SUGA talked about the joy of “having a strong connection with the audience during a performance.” “During this tour, I realized that the audience should always have fun and enjoy themselves. And for that, I have to do my best on stage.” The Performance Directing Team 1 representative says that it was “a performance that both the audience and SUGA enjoyed,” noting that he could sense SUGA’s happiness, joy, and freedom even from below the stage. “Before the show, we had concerns about performing tracks from Agust D that contain personal stories and unfiltered expressions. But after seeing the audience from different countries and regions enjoying the performance in their own way, I realized that more than half of the show is created by the audience.” As Shin Daye says, during the show, SUGA sings the music of Agust D, an alter-ego he created to express his inner anxiety and anger, but with a smile and together with the audience. He passionately sings songs that contain his extremely personal stories throughout the two hours, yet there is no longer a sense of sadness or anger in his demeanor. Today’s SUGA taps lightly on his shoulder, sings, “my shoulder shattered thanks to the accident I met during my part-time job as a delivery guy” (“The Last”) and casually walks out of the stage as if nothing has happened. When asked in Suchwita about which part of his life “D-DAY” represents, SUGA replied, “I think it’s about now.” His subsequent comments about his current state of mind suggest that the “D-DAY” world tour is perhaps the clearest representation of SUGA’s “now.” “I feel more content and carefree than ever before.
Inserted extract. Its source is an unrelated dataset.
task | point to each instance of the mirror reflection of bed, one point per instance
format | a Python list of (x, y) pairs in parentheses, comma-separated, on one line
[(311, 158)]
I’m just so happy to be able to relax and have fun during the show as if I’m going to hang out and have fun with the audience.”

5. +1

​To ARMY for coming to the concert
SUGA: In many ways, I’m glad I decided to do this tour. I remember every moment vividly. I always try to remember every single moment when I perform, but this time, in particular, no matter which city or country I visited, the audience was so welcoming and greeted me with loud cheers. I tried my best to match that energy. Whenever the instrumental for “Haegeum” comes on and the band starts to play, and the audience screams, I get so much energy to sing that I feel like I’m almost a new person. I think that’s why every moment stands out in memory. Thank you so much for your love and support for the tour. I felt and learned a lot through this tour. I can’t wait to go on a tour again with all seven of us. Maybe if I just close my eyes and open them, the seven of us will be on tour together. (laughs) Please wait a little bit, holding on to the good memories and positive feelings from this tour. I would appreciate it.